So the paper we are going to talk about today is not this historical curiosity, it actually can fall right into modern microbiology. The authors have developed a susceptible infectious recovered model and in the show notes I put a link to a paper by David Smith and Lang Moore who will, for those of you interested in the differential equations, it is a nice instructional link to the SIR models in general. It’s from the Mathematical Association of America and it will provide those who are math beings the overview of how the concepts behind the math impact the biology. But briefly the authors use this SIR approach, susceptible infectious and recovered, to demonstrate that it was the human ectoparasites, the flea and the lice of humans, that were likely to have been the dominant mode of transmission of human plague during the great plague of the middle ages.

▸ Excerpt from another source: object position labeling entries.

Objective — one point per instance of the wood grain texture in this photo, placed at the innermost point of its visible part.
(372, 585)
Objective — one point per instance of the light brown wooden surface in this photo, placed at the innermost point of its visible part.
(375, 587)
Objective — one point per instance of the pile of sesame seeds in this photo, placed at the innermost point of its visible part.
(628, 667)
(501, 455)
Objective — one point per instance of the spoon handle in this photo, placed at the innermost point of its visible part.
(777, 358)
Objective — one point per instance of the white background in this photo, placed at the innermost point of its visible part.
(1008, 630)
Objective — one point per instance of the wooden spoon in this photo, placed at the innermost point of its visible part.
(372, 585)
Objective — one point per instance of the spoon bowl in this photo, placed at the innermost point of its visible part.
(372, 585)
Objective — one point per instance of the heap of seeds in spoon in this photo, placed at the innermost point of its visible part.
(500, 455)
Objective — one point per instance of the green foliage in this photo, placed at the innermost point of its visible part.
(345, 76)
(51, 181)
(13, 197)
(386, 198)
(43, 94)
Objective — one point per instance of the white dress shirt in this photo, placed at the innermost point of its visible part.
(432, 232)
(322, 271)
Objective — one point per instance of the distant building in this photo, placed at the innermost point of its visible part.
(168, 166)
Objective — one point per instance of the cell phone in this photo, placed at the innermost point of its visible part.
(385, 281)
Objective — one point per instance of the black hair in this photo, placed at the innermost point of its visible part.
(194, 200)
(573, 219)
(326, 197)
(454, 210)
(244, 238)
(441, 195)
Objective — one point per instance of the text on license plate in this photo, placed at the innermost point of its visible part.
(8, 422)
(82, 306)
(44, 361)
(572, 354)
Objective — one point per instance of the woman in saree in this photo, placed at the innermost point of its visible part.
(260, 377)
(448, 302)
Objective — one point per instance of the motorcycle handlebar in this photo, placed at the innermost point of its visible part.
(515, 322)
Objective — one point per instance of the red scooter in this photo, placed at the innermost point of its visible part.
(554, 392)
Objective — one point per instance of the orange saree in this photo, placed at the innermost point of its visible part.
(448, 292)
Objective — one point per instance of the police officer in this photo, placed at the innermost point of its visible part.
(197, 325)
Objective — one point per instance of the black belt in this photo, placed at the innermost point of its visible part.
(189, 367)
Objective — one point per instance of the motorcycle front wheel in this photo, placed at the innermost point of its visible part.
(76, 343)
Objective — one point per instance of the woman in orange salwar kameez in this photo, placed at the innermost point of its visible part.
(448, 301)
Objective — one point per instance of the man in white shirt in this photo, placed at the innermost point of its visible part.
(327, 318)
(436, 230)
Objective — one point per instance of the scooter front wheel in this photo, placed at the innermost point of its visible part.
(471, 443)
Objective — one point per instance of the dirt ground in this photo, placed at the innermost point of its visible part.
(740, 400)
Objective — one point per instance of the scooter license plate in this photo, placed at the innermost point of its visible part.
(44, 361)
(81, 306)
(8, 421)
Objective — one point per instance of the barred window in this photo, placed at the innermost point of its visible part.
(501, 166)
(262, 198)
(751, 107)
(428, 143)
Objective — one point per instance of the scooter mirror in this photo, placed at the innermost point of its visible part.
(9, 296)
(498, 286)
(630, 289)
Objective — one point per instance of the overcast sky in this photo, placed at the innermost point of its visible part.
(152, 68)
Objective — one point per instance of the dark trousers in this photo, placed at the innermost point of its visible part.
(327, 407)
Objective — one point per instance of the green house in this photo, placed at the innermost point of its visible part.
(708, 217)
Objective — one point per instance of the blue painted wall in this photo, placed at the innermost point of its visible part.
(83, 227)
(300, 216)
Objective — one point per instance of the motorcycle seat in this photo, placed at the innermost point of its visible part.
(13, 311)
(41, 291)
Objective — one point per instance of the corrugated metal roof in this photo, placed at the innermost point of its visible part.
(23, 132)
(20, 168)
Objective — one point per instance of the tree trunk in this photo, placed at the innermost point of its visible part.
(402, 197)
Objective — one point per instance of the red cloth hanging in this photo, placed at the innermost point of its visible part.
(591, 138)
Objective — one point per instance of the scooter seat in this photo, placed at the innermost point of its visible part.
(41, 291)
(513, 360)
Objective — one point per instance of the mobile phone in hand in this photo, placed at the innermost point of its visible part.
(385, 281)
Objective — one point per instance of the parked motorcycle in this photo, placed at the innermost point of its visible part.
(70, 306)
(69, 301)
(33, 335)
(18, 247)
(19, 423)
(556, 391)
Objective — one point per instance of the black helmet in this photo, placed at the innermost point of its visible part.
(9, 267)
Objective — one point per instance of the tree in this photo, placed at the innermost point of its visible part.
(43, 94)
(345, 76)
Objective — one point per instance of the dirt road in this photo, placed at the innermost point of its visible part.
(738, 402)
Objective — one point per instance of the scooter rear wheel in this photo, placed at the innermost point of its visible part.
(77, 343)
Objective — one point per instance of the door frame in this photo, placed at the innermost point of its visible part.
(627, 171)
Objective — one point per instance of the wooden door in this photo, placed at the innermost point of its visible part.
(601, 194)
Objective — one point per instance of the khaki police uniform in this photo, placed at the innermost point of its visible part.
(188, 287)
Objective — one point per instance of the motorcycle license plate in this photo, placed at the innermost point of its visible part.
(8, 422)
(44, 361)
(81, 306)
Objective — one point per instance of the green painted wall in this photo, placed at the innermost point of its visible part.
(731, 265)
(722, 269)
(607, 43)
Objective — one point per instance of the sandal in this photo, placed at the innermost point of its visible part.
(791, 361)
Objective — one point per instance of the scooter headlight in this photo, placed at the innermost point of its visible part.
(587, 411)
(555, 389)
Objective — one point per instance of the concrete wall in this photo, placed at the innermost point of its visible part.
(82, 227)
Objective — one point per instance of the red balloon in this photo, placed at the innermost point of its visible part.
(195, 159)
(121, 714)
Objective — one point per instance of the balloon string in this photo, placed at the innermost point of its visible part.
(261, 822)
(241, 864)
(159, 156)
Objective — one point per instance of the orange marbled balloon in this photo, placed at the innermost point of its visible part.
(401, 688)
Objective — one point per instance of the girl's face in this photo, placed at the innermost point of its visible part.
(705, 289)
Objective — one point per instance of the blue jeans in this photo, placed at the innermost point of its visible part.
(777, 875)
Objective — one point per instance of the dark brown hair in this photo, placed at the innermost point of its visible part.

Elio: These are different fleas than the ones carried by the rats?

Michael: Yes, different fleas than the ones carried by the rats.

Elio: So the rats are exonerated?

Michele: (laughs)

Michael: The rats are exonerated. That’s the take home message, Elio, in a nutshell. They actually take you through these beautiful differential equations and the magic of their paper is because death was the endpoint and the churches were taking censuses documenting when individuals died, they have good records of when people died. And so they have recorded mortality, they have the population census because most individuals in Europe at the time were baptized, and so you have baptismal records and you have death records. They use that in their model and those of you following along in the paper, the parameters for their SIR models are found in Table 2, and they literally tell you what is important in thinking about how this microbe moved from person to person and whether or not their was an intermediate involved.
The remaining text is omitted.